Complexity Growth in Flavor-Dependent Systems

TL;DR

This work analyzes holographic complexity growth in a flavor-dependent Einstein-Maxwell-Dilaton model by computing the time derivative of the Nambu-Goto action for a probe string on the Wheeler-DeWitt patch, in the CA framework. The background parameters for different flavor contents are determined via machine learning trained on lattice QCD EoS and baryon susceptibility, yielding EMD solutions that reproduce lattice thermodynamics. The NG action growth is explored as a function of string velocity $v$, chemical potential $\mu$, temperature $T$, and flavor number, showing maximum growth at $v=0$, enhancement with $\mu$ and $T$, and flavor-driven suppression at $\mu=0$; multi-valued behavior near first-order transitions and single-valued behavior in crossovers indicate that complexity growth can diagnose phase transitions in QCD-like systems.
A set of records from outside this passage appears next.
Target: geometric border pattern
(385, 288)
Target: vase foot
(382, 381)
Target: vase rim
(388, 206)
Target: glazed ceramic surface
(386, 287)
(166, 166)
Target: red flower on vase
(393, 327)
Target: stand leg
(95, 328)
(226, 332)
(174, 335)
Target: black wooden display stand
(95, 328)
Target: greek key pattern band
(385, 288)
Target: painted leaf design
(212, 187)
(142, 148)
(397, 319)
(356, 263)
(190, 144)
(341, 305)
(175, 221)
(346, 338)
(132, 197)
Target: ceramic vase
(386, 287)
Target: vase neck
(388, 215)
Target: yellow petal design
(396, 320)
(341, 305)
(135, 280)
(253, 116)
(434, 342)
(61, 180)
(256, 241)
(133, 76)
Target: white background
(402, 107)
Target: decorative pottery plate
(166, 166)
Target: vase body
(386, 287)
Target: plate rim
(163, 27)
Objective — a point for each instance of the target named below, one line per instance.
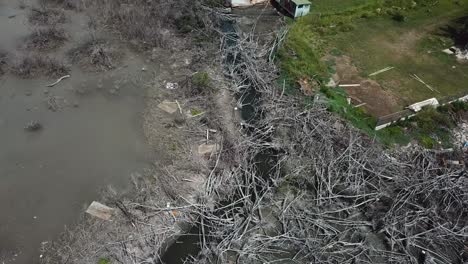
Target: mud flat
(90, 136)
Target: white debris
(350, 85)
(239, 3)
(381, 71)
(331, 83)
(205, 149)
(172, 86)
(168, 106)
(429, 102)
(101, 211)
(449, 51)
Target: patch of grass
(67, 4)
(45, 39)
(95, 55)
(337, 102)
(35, 65)
(200, 83)
(46, 16)
(195, 112)
(430, 127)
(104, 261)
(376, 41)
(3, 62)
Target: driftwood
(58, 81)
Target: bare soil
(45, 39)
(378, 102)
(96, 55)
The work provides a concrete ML-enabled holographic framework for QCD thermodynamics and offers predictions for how complexity evolves across phase boundaries, with potential extensions to magnetic fields and rotation.

Abstract

In this work, we investigate holographic complexity growth in a flavor-dependent Einstein-Maxwell-Dilaton (EMD) model, where the parameters are determined through machine learning algorithms fitted to lattice QCD equation of state (EoS) and baryon number susceptibility data. Within the Complexity=Action (CA) conjecture, we introduce a probe string into the bulk geometry and evaluate the time derivative of its Nambu-Goto (NG) action on the Wheeler-DeWitt (WDW) patch as the holographic dual of complexity growth. Our analysis explores the dependence of complexity growth on string velocity, chemical potential, temperature, and the number of flavors. Results show maximum complexity growth for stationary strings, decreasing with string velocity. At zero chemical potential, complexity growth is largest in the pure gluon system and reduces with the addition of quark flavors. Increasing temperature and chemical potential consistently enhance complexity growth. Furthermore, complexity growth exhibits multi-valued behavior in regions corresponding to first-order transitions and single-valued behavior in crossover regimes, indicating that complexity can serve as a probe for phase transitions.

Figures (5)

• Figure 1: Holographic EoS (lines) compared with lattice QCD results for systems (symbols with error bar) with different flavors Chen:2024mmd.
• Figure 2: Action growth versus string velocity for different flavors at $T= 0.6GeV$.
• Figure 3: Action growth versus string velocity for different chemical potentials at $T= 0.2GeV$ for the $N_{f} = 2$, $N_{f} = 2+1$, and $N_{f} = 2+1+1$ flavor systems.
• Figure 4: Action growth versus temperature at vanishing chemical potential for different flavors with $\upsilon=0$.
• Figure 5: Action growth versus temperature at finite chemical potential for the $N_{f} = 2$, $N_{f} = 2+1$, and $N_{f} = 2+1+1$ flavor systems with $\upsilon=0$.